Ranger is a framework to enable, monitor and manage comprehensive data security across the Hadoop platform. The [spark-authorizer enables Spark SQL with control access ability reusing Ranger Plugin for Hive MetaStore . Ranger makes the scope of existing SQL-Standard Based Authorization expanded but without supporting Spark SQL. spark-authorizer sticks them together.

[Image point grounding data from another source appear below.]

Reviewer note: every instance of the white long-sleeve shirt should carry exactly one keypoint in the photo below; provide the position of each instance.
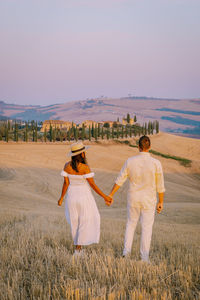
(145, 179)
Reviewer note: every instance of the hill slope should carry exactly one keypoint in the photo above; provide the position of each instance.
(174, 115)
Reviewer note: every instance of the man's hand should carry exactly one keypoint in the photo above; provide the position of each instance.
(60, 201)
(108, 200)
(159, 207)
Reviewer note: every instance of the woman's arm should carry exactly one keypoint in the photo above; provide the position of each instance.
(64, 190)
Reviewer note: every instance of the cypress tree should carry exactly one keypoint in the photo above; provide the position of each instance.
(83, 132)
(126, 132)
(149, 127)
(76, 134)
(36, 136)
(157, 126)
(89, 133)
(92, 130)
(108, 133)
(135, 131)
(61, 136)
(99, 130)
(26, 133)
(6, 133)
(117, 131)
(45, 135)
(152, 127)
(54, 135)
(69, 135)
(16, 132)
(145, 128)
(102, 133)
(96, 133)
(130, 131)
(122, 131)
(112, 132)
(51, 133)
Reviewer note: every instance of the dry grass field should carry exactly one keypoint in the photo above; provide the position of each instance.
(36, 248)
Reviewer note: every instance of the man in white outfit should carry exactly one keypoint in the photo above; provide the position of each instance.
(145, 181)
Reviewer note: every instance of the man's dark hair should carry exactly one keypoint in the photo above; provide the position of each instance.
(144, 142)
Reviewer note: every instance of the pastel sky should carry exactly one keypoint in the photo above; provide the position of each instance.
(54, 51)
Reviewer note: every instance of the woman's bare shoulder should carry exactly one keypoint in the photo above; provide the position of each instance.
(67, 166)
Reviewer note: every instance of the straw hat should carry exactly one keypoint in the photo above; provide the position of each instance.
(77, 148)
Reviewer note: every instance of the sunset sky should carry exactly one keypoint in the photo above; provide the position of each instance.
(54, 51)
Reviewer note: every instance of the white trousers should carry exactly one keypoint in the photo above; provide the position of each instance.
(147, 219)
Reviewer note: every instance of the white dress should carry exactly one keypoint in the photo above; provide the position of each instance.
(81, 211)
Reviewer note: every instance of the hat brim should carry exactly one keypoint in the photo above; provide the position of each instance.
(78, 152)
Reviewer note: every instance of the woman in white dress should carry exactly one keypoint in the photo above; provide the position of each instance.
(80, 207)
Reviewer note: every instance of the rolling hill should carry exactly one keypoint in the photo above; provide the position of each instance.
(180, 116)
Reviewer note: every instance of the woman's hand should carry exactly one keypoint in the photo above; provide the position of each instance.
(108, 200)
(60, 201)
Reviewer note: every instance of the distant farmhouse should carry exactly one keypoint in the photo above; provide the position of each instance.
(55, 124)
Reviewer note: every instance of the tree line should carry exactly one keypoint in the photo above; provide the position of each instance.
(30, 131)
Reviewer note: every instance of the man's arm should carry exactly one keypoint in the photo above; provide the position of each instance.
(120, 180)
(160, 187)
(114, 190)
(160, 202)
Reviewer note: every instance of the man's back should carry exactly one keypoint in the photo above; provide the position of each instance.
(146, 178)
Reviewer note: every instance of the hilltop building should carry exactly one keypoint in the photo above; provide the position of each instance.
(55, 124)
(88, 123)
(124, 121)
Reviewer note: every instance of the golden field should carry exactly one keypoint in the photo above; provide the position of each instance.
(36, 248)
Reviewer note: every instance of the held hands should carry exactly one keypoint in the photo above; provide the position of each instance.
(108, 200)
(159, 207)
(60, 201)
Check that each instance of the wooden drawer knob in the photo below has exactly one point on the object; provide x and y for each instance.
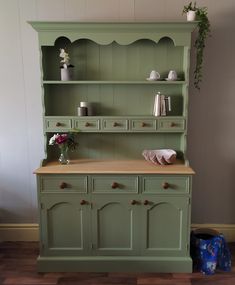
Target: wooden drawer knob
(114, 185)
(165, 185)
(63, 185)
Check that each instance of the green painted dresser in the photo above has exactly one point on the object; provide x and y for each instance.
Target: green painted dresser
(109, 209)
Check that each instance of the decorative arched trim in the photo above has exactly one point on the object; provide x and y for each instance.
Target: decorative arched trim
(109, 41)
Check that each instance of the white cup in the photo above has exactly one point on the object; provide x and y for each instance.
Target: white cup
(154, 75)
(172, 75)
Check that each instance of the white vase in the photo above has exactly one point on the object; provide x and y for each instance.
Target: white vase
(66, 74)
(191, 16)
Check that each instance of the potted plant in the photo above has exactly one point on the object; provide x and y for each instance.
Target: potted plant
(203, 27)
(190, 11)
(66, 68)
(65, 143)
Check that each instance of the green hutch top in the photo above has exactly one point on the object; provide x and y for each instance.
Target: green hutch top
(111, 63)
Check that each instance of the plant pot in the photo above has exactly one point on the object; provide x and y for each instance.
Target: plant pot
(191, 16)
(66, 74)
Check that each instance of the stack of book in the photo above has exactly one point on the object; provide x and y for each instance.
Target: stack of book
(162, 105)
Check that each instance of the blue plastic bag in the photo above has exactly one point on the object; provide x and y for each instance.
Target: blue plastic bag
(210, 252)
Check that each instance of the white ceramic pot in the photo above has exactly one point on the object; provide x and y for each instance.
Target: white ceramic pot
(66, 74)
(191, 16)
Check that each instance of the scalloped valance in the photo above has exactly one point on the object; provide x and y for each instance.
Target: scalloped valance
(122, 33)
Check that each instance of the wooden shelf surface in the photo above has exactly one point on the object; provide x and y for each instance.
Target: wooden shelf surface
(113, 167)
(113, 82)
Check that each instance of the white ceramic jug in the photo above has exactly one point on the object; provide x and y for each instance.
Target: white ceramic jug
(172, 75)
(154, 75)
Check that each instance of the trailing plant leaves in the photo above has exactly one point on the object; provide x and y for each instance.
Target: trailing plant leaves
(203, 33)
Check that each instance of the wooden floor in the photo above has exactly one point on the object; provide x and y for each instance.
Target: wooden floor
(18, 267)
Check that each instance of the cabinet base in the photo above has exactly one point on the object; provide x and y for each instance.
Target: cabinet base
(115, 264)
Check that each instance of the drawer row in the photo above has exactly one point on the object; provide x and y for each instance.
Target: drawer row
(115, 124)
(117, 184)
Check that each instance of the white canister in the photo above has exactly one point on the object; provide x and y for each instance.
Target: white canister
(88, 106)
(66, 74)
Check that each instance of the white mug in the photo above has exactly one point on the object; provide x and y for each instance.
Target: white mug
(172, 75)
(154, 75)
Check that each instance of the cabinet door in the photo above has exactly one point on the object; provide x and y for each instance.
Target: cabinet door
(64, 224)
(115, 225)
(165, 226)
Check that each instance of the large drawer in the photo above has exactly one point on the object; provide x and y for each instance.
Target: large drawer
(165, 184)
(114, 184)
(63, 183)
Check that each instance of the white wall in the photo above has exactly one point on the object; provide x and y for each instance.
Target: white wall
(211, 121)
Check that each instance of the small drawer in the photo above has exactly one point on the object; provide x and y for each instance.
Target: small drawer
(143, 125)
(63, 183)
(114, 184)
(87, 124)
(171, 125)
(165, 184)
(58, 124)
(115, 125)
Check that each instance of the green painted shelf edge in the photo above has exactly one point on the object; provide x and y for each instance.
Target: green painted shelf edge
(122, 33)
(113, 82)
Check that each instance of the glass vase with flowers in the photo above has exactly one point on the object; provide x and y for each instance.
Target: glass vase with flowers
(65, 143)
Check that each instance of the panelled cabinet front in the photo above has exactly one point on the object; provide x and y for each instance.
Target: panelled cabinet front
(117, 215)
(109, 209)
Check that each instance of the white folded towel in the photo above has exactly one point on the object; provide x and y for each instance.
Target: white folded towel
(160, 156)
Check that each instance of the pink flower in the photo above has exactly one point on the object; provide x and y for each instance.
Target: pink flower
(61, 138)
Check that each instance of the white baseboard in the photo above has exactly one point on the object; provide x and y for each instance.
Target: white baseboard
(30, 232)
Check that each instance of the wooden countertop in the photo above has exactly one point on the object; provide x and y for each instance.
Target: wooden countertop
(113, 167)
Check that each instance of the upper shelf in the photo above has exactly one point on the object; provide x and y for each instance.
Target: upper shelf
(122, 33)
(113, 82)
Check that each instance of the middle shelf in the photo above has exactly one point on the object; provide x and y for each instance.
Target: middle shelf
(117, 82)
(115, 124)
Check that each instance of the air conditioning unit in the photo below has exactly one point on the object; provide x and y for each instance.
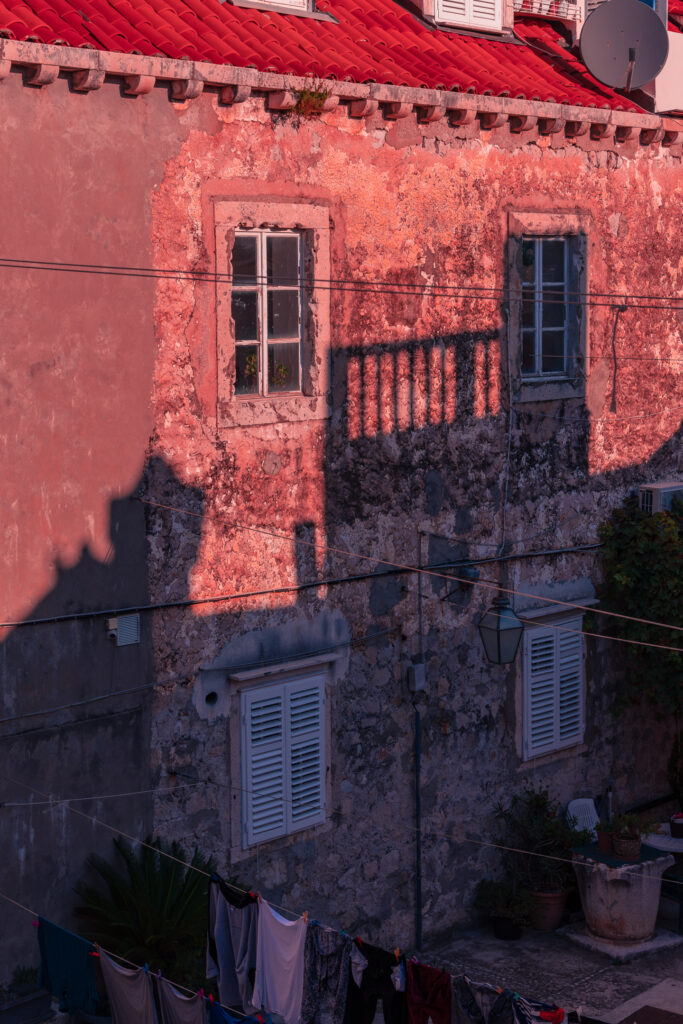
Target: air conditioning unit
(658, 497)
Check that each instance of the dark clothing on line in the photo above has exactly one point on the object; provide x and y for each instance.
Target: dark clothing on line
(474, 1003)
(376, 984)
(428, 992)
(327, 962)
(67, 970)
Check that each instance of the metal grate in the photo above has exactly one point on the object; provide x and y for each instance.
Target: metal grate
(568, 10)
(128, 630)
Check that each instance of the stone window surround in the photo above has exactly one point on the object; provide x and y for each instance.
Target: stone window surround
(256, 678)
(312, 221)
(577, 227)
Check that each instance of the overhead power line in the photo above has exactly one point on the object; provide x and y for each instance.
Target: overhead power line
(359, 286)
(485, 584)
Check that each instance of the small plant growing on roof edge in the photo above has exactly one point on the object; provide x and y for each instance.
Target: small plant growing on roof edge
(310, 99)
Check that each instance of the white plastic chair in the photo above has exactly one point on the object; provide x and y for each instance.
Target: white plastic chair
(582, 814)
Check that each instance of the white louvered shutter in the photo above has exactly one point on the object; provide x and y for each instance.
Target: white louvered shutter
(263, 764)
(570, 724)
(553, 687)
(471, 13)
(306, 752)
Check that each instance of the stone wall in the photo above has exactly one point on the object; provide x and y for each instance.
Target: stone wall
(111, 382)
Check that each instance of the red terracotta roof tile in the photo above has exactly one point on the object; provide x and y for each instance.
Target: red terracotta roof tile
(371, 41)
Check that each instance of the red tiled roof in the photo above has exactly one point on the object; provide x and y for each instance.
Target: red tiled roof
(372, 41)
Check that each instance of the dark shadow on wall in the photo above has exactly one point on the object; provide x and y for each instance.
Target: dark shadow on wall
(96, 740)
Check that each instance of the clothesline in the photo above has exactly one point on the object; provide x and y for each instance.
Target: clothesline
(296, 914)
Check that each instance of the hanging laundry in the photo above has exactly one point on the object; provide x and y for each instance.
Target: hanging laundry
(67, 969)
(177, 1008)
(358, 964)
(376, 984)
(279, 979)
(129, 991)
(231, 944)
(428, 991)
(475, 1003)
(326, 972)
(219, 1015)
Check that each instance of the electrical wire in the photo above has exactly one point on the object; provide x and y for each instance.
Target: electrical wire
(358, 286)
(487, 585)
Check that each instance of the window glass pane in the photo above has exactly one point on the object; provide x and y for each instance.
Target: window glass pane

Configuration | Configuration File | Example | Descriptions |
---|---|---|---|
ranger.plugin.hive.policy.rest.url | ranger-hive-security.xml | http://ranger.admin.one:6080,http://ranger.admin.two.lt.163.org:6080 | Comma separated list of ranger admin address |
ranger.plugin.hive.service.name | ranger-hive-security.xml | Name of the Ranger service containing policies for this YARN instance | |
ranger.plugin.hive.policy.cache.dir | ranger-hive-security.xml | policycache | local cache directory for ranger policy caches |
Create ranger-hive-security.xml
in $SPARK_HOME/conf
with configurations above properly set.
<!-- Ranger -->
<property>
<name>hive.security.authorization.enabled</name>
<value>true</value>
</property>
<property>
<name>hive.security.authorization.manager</name>
<value>org.apache.ranger.authorization.hive.authorizer.RangerHiveAuthorizerFactory</value>
</property>
<property>
<name>hive.security.authenticator.manager</name>
<value>org.apache.hadoop.hive.ql.security.SessionStateUserAuthenticator</value>
</property>
<property>
<name>hive.conf.restricted.list</name>
<value>
hive.security.authorization.enabled,hive.security.authorization.manager,hive.security.authenticator.manager
</value>
</property>
Add configurations above in $SPARK_HOME/conf/hive-site.xml
to enable Ranger security support.
All access to Spark SQL/Hive tables that is authorized by Ranger is automatically audited by Ranger. Auditing destination of HDFS or Solr etc is supported.
Configuration | Configuration File | Example | Descriptions |
---|---|---|---|
xasecure.audit.is.enabled | ranger-hive-audit.xml | false | When true, auditing is enabled |
xasecure.audit.jpa.javax.persistence.jdbc.driver | ranger-hive-audit.xml | com.mysql.jdbc.Driver | jdbc driver for audit to a mysql database destination |
xasecure.audit.jpa.javax.persistence.jdbc.url | ranger-hive-audit.xml | jdbc:mysql://address/dbname | database instance auditing to |
xasecure.audit.jpa.javax.persistence.jdbc.user | ranger-hive-audit.xml | username | user name |
xasecure.audit.jpa.javax.persistence.jdbc.password | ranger-hive-audit.xml | Password | Password |
Create ranger-hive-security.xml
in $SPARK_HOME/conf
with configurations above properly set to enable or disable auditing.
ranger-hive-plugin
for Spark SQLPlease refer to the Install and Enable Ranger Hive Plugin for an overview on how to setup Ranger jars for Spark SQL.